The obvious influences on the film are German Expressionism and surrealism, but there’s another more obvious influence that most people seem to overlook - the dream sequences in Alfred Hitchcock’s Spellbound. But Dementia is much more daring, with no clear demarcation whatsoever between dream sequences and reality. The entire movie may or may not be a dream.

The central character is known only as The Gamine, and the movie is a glimpse inside the mind of this clearly insane young woman. Her mind is filled with visions of her father and mother, and of a police officer who looks exactly like her father and who is pursuing her for a murder she may or may not have committed. She is picked up by a wealthy debauched middle-aged man, and is forced to watch him gorging himself on a roast chicken dinner. This assignation ends in a murder. She may also have murdered her father, and her father may have murdered her mother, but there is absolutely no way to judge the reality or otherwise of any of these events.

Visually it’s reminiscent of a surrealist vision of film noir.

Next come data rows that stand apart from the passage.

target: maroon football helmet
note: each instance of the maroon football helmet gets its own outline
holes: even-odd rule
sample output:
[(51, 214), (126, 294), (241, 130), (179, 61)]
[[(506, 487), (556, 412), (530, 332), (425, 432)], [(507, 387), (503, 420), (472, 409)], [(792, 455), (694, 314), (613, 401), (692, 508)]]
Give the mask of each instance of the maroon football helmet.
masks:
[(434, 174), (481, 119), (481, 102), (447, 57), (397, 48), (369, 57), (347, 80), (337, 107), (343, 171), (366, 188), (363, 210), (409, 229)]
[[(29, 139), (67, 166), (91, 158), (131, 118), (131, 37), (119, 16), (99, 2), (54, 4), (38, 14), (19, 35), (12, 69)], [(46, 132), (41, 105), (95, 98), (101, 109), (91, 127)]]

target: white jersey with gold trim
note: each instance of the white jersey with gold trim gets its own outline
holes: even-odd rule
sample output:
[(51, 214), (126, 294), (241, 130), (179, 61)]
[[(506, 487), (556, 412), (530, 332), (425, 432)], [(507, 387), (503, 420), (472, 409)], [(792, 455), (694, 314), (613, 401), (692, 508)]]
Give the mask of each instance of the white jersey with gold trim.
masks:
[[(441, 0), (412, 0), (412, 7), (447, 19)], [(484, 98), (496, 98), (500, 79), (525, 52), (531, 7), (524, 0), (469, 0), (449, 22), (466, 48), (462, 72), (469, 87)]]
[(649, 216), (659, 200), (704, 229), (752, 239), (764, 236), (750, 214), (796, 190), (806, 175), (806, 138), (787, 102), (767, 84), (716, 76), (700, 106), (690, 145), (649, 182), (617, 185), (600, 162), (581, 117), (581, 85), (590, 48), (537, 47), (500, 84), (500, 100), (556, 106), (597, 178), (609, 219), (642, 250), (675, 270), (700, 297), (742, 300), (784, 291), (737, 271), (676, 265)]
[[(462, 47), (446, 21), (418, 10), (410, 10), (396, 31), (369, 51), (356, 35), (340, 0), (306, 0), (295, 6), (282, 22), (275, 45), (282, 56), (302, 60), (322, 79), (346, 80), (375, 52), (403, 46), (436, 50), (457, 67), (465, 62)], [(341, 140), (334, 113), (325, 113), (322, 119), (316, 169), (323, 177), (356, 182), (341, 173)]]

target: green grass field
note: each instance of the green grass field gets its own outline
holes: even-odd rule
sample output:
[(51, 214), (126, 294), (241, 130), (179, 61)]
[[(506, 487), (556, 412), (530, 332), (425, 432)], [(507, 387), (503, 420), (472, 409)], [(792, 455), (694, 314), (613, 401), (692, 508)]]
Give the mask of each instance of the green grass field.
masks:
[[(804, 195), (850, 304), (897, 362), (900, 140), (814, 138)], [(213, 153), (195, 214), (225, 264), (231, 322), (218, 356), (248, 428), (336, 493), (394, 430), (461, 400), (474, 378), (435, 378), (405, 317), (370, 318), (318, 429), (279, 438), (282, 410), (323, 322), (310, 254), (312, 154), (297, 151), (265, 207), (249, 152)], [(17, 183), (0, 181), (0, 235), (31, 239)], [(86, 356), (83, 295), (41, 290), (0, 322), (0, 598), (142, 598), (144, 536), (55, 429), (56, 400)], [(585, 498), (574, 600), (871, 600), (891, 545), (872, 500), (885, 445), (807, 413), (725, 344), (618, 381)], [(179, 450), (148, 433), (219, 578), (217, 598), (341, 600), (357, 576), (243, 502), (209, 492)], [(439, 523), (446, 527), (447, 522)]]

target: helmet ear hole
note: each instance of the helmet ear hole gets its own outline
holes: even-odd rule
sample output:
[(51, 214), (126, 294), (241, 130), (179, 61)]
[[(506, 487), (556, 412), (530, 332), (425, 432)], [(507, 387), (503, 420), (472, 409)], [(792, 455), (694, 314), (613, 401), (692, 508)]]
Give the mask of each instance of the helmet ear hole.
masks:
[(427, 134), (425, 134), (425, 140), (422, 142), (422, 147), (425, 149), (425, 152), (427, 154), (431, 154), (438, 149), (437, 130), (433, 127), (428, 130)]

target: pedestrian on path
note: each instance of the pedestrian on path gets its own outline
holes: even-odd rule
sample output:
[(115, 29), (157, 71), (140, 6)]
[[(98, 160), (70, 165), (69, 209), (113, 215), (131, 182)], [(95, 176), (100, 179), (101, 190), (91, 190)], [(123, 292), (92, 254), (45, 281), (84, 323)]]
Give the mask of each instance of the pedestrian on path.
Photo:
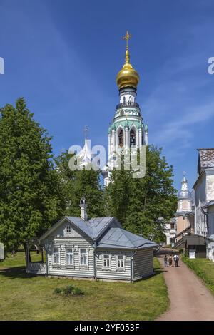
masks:
[(164, 265), (165, 265), (165, 267), (168, 267), (168, 259), (167, 259), (166, 254), (164, 257)]
[(179, 256), (178, 254), (175, 254), (173, 257), (175, 267), (178, 267)]
[(171, 254), (168, 257), (168, 264), (169, 264), (170, 267), (173, 266), (173, 257), (172, 257)]

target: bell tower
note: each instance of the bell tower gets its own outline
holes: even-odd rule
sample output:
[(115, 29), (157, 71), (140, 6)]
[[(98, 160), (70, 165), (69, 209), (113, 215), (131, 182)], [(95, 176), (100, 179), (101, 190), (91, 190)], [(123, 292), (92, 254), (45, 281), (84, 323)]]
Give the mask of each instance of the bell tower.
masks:
[[(116, 76), (119, 103), (108, 128), (108, 166), (116, 152), (131, 148), (139, 149), (148, 145), (148, 127), (143, 123), (141, 108), (136, 101), (140, 77), (130, 62), (128, 41), (131, 37), (127, 31), (123, 37), (126, 41), (125, 62)], [(109, 183), (109, 172), (103, 171), (103, 175), (106, 186)]]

The cinematography was done by William C. Thompson, a veteran of countless exploitation movies. His career included several collaborations with the one and only Ed Wood, but this has nothing in common with Wood’s movies. This is both an art-house movie and a horror movie, a weird mix of exploitation and avant-garde. There’s some great jazz on the soundtrack as well. The cast are mostly complete unknowns. Ben Roseman is very creepy as both her father and the cop, and Adrienne Barrett contributes an unsettling performance as The Gamine.

You can find this movie at archive.org. Although it’s rather dark it’s quite an acceptable print, and it’s probably supposed to be very dark anyway! A very strange but very intriguing and oddly effective move, and well worth a look. I believe both versions of the movie have been released on DVD by Kino.